Blind workers picket for equal salary rights outside Wichita Senate office

Randy Phifer used to work with architectural firms designing houses for a living — but everything changed when he lost his sight five years ago.

“Diabetes took my sight,” he said. “It started with driving and working in December of ’05 and I was totally blind in June of ’06.”
Today, he was one of about 20 people chanting “Equal work, equal pay!” on a hot sidewalk in front of a Wichita Senate office, protesting in what he believes to be one of the last frontiers of the civil rights movement — equality for people with disabilities.
The demonstrators, organized by the National Federation of the Blind, are opposed to a provision in a bill under consideration in the Senate that they say would make it easier to pay employees with disabilities less than minimum wage.
“If there’s a minimum wage, there should be a minimum wage for everyone,” said Phifer, who traveled from his home in Overland Park for the demonstration. “It shouldn’t even be a question.”

Emily Schlenker, a student at Wichita State University who is blind, protests a bill in Congress that would solidify businesses' ability to pay people with disabilities less than minimum wage.

Not far away Wichita State University student Emily Schlenker waved a sign reading “Do you support equality or exploitation?”
Schlenker, who can sense light and darkness but can’t see shapes, is working toward a master’s degree that she hopes will lead to a career in facilitating health services for underserved populations.
“I’m going to be college educated and I don’t feel that my being blind should make any difference as to what I’m being paid or whether or not I’m employed,” she said.
Although the demonstration took place outside the Wichita office of Sen. Pat Roberts, R-Kansas, relations between the picketers and the senator’s staff were cordial and organizers emphasized that Roberts was not the target.
The group was the local part of a national demonstration that put pickets at the door of every member of the Senate Committee on Health, Education, Labor and Pensions, which is scheduled to consider the Workforce Investment Act early next month.
Several of the demonstrators were invited into Roberts’ office, where they met with Mel Thompson, the senator’s agricultural representative.
The demonstrators told Thompson of their displeasure with a provision in legislation to reauthorize the Federal Workforce Investment Act.
They said the new legislation would solidify and expand the opportunity for employers to pay disabled workers less, which they say is nothing but discrimination.
The federation for the blind also contends the bill would also encourage rehabilitation case agents to take the easy route of steering clients with disabilities toward sub-minimum-wage jobs in sheltered workshops, where people are generally paid by the piece for products they produce.
The wages often come out to less than the federal and state mandated minimum wage of $7.25 an hour.
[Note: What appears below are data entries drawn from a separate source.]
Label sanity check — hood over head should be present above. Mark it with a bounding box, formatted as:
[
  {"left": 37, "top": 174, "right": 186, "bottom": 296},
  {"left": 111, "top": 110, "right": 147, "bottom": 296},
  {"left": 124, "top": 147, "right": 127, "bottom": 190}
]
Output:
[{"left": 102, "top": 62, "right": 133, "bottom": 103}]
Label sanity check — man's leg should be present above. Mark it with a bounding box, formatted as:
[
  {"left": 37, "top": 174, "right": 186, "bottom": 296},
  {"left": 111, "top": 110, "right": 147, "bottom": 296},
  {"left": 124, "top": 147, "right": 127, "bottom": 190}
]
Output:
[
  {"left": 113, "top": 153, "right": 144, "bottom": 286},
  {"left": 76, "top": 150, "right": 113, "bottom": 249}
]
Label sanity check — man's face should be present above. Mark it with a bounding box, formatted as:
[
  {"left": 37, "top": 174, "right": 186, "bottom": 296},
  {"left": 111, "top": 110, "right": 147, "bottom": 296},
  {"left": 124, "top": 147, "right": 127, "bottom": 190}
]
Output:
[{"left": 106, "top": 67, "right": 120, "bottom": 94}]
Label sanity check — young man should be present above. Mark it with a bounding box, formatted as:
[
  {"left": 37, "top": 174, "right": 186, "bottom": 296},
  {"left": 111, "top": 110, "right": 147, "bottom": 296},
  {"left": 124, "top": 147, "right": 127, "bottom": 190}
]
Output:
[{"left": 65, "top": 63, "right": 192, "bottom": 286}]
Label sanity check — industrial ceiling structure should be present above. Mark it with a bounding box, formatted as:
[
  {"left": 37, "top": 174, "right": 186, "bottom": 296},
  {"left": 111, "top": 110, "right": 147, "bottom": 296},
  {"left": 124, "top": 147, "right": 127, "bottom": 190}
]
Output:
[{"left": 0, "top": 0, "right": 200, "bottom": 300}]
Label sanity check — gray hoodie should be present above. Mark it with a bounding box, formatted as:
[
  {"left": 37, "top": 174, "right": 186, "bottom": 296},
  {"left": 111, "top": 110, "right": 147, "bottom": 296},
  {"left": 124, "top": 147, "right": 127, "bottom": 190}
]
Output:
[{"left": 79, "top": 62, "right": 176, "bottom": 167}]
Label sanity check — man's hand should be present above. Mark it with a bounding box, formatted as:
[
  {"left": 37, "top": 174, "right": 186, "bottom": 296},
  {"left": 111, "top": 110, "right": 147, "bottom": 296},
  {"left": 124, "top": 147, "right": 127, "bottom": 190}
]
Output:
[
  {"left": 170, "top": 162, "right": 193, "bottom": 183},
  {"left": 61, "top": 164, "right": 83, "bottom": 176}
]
Diane Fleming of Wichita, with husband Tom, participates in a demonstration for equal wages for people with disabilities. Diane Fleming, who is blind, has had trouble finding work since being laid off when the Air Force outsourced the phone system at McConnell Air Force Base.
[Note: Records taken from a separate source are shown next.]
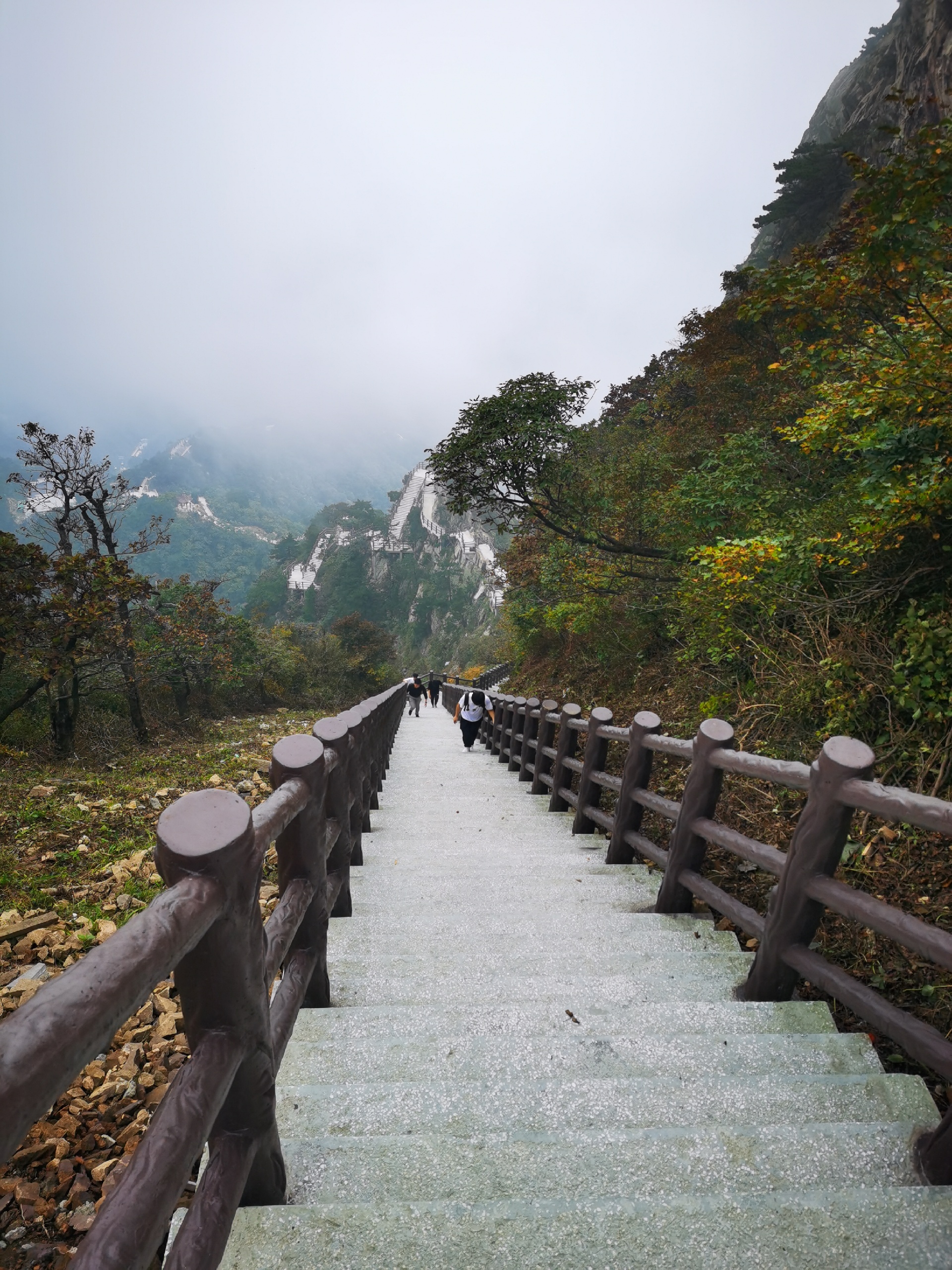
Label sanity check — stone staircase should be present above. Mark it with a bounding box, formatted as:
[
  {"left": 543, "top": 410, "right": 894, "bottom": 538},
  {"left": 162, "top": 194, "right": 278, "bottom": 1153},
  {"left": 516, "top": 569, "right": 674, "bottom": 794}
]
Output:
[{"left": 208, "top": 708, "right": 952, "bottom": 1270}]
The demonstrators are hoping to convince Roberts to offer an amendment to remove the language the don’t like from the bill.
They thanked Thompson for hearing them out. And he gave them some free tickets to the Get Motivated seminar held Tuesday at the Intrust Bank Arena.
“We admire you, and we thank you, and we commend you, and want to work with you,” he told the demonstrators.
The senator has not made a decision on the bill yet, but has been in contact with groups representing disabled people on both sides, said his press secretary, Andrea Candrian.
The provision at issue is supported by organizations such as Easter Seals, Goodwill Industries and others who operate sheltered workshops, she said.
Phifer had to change careers when his blindness rendered him unable to design houses. He now sells water filtration systems and works as a motivational speaker.
“When you talk to me on a phone, you don’t believe I’m blind,” he said.
A former baseball player, Phifer said he thinks of blindness as another sport to master.
“In this particular sport, you have to carry a cane — and you can’t peek,” he said.